The first thing they did was show the site to supa dupa architect Julyan Wickham (responsible for Kensington Place and Harvey Nichols Fifth Floor) who also liked what he saw and set about creating. "They didn't give me a hard-boiled brief," says Wickham, "they left it to me. I started with the kitchen and came up with the idea of something I've always wanted to do, which is to put the kitchen in the dining-room. Like people have at home and making the chefs part of the theatre." The kitchen will be separated by a door-height glass screen "to stop soup spilling on fur coats," chortles Wickham. "Chefs can't pick their nose, they have to be more careful." This will come as good news to Christian Delteil. It was to Christian's specification that the 12-metre Bonnet range was built - one of the largest ever - a choice that saw the Aldwych being closed while this state-of- the-art cooking monster was being hoisted in. Delteil, formerly of the Michelin-starred L'Arlequin in London, has been with the Bank project since the beginning, visiting big New York restaurants to see how they worked and Singapore to cadge some recipes. Then he's been working on the menu and recruiting his 35 staff.

Meanwhile, Eric Garnier was grappling with what we would eat off and with. "Everything for Bank is round. The plates are round with no lip, the glasses are a round balloon shape. The cutlery is called a menu set: the fork, spoon and knife are the same size and with these three pieces I run the whole restaurant," he explains taking various pens off his desk to show me what he means. ``See? Knife and fork that's starter or main course; spoon and fork that's dessert; spoon on its own that's ice-cream or soup; spoon and fork, that's silver service." This also removes all the stupid snobbery and anxiety that surrounds which fork to use when. Phew.

It is the mention of Eric Garnier's name that raises the prickly issue of lack of good staff. "I watched Eric at Quaglino's for a long time," says Allan, "the way he ran it, how smart he looked all the time and how good he was with the customers. He never lost one member of his staff while he was there. Christian was good friends with Eric so he asked him if he'd join us, and Eric jumped at the chance. I don't think Sir Terence was too happy with me but I think that's all ironed out now." Allan sees staffing as "the biggest problem in catering. There just aren't enough good staff to go round." So acute is this problem that Harvey Nichols opened the Oxo to stop staff leakage. "One of the first reasons, and a very important reason for looking for another restaurant," explains Dominic Ford, food and beverage director of Harvey Nichols, "was that we had staff who had been with us for a long time and if we didn't open another restaurant soon, they would move to the competition." Hence Simon Arkless was promoted from sous chef at Fifth Floor to head chef at the Oxo Tower Restaurant and Cait Mitchelhill moved on to bigger challenges from being head chef of the Fifth Floor Cafe to head chef at the Oxo Tower Bar and Brasserie.

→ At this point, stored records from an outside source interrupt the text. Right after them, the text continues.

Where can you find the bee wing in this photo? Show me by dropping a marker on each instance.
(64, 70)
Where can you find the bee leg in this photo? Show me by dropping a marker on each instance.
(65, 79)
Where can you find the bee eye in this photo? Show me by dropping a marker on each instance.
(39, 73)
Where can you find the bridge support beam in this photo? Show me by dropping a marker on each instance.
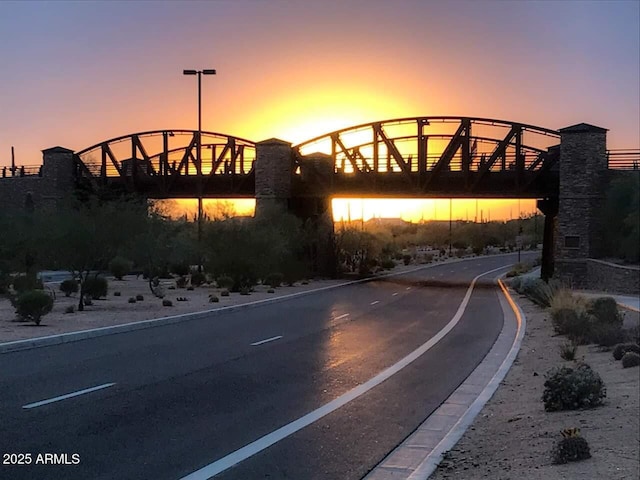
(274, 170)
(549, 207)
(583, 173)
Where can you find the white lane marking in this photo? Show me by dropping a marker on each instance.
(266, 340)
(68, 395)
(266, 441)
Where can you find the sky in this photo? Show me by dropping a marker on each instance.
(77, 73)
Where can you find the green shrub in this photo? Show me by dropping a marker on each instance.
(571, 448)
(224, 281)
(96, 287)
(568, 351)
(623, 348)
(605, 310)
(197, 278)
(68, 287)
(180, 269)
(26, 283)
(567, 388)
(33, 305)
(630, 359)
(119, 267)
(274, 279)
(606, 334)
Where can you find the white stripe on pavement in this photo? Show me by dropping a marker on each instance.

And high on the list of Bank's priorities is looking after their staff: Garnier insists that no member of his front of house staff who works a late night should have to work the next day. "It's so easy to ask for a favour and say `we're a bit short of staff, can you come in tomorrow morning?' But then you get a waiter with no appetite to serve." There will also be showers and a pool table for the staff. Garnier even tried to procure the cafe next door so that the waiting staff could eat ``upstairs'', which they're not normally allowed to do.

This cosseting of staff should mean the customer gets superb service, says Garnier (there's nothing worse than a stroppy waiter). And with so many restaurants we should further be spoilt for choice with good food and a great ambience that has carefully been thought out for our pleasure. One final but sweet touch from Bank is a bronze duck sculpture by Richard Cowdy that will sit on the bar and greet you as you enter. "That way," says Wickham, "the first customer will never be alone."